Application of the rules to an initial case state \(S_0\) yields the structure of all reachable case states. However, as rule applicability depends on user input and selection of activity bindings, the state space of a case can grow tremendously.

5 Discussion

In this section we explore whether and how our approach eases modeling and execution of flexible processes. The central idea of our approach is to model business scenarios as a set of small fragments and use data object states to combine them at runtime. The alternative would be to express the complex flows that ensue through dynamic fragment combination in one BPMN model. Imagine, the scenario allows to cancel a seminar before the semester started. A BPMN model would necessitate many gateways to allow for cancelation at the right places in the model and hence would become too large to be manageable.

Our fragment approach makes it easy to add fragments and keeps the fragments simple, because fragment combination is based on data objects instead of gateways. This fits naturally for flexible processes in knowledge work, where different courses of action can be expressed by different fragments. One could add a fragment for canceling seminars after they have started, another one for dealing with students who quit their enrollment. While the fragments are much simpler there can be quite many of them and the flows resulting from their combination pose a threat for model comprehension.

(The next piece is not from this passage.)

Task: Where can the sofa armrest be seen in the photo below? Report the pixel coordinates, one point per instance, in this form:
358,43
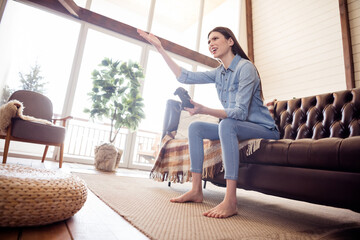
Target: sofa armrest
172,116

Therefore, it is essential for our approach to answer questions about possible flows, e.g. how can I reach a case state satisfying the termination condition. The formalization lays the foundation for this kind of formal analysis of case models. Without the presented operational semantics for cases, analysis techniques would not be able to generate the state space. Thus, the provided formalization is a precondition for verification of cases, e.g. to find deadlocks and reachable states.

Finally, the formal background of our approach helped in implementing a prototypical engine for executing case models [5]. The implementation closely follows the formal definitions by using state machines to control the state of instances and implementing the progress rules.

6 Conclusion

Driven by the deficits of traditional process management technology in supporting knowledge intensive processes, since about a decade there is interest in case management. As discussed in the related work section, several approaches have been presented with different assumptions, notations, and limitations.

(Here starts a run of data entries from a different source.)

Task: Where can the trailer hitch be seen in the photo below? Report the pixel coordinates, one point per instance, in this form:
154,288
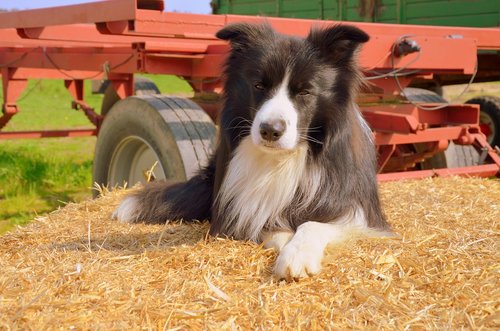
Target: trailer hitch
405,47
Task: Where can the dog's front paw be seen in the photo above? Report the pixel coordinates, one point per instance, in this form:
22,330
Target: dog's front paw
298,260
127,211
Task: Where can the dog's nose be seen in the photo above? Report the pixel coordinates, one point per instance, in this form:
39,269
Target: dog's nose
272,130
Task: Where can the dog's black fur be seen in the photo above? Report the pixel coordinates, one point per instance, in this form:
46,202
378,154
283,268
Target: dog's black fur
324,79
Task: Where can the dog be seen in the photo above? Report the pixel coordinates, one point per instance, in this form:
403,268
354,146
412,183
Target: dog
295,164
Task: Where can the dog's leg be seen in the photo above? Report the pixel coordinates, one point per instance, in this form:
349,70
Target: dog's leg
158,202
302,255
276,239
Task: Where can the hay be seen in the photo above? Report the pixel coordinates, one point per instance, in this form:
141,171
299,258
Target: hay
77,269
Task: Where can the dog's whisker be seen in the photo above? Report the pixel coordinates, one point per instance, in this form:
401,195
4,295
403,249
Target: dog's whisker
311,139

In the approach presented in this paper, we have tried to balance the structured parts of cases with the unstructured, flexible ones. We did so by following a hybrid approach in which process fragments expressed in BPMN support the structured part, while enablement conditions based on data objects and their states support the variability aspects.

To validate the approach in general and the operational semantics in particular, they have been prototypically implemented in a software system called Chimera. Initial user tests show the appropriateness of the modeling approach and the effectiveness of the defined execution semantics. However, a thorough empirical analysis involving a formal user study is not in the scope of this paper. On the other hand, this paper provides the technical results of our research which provide the basis for a future empirical evaluation.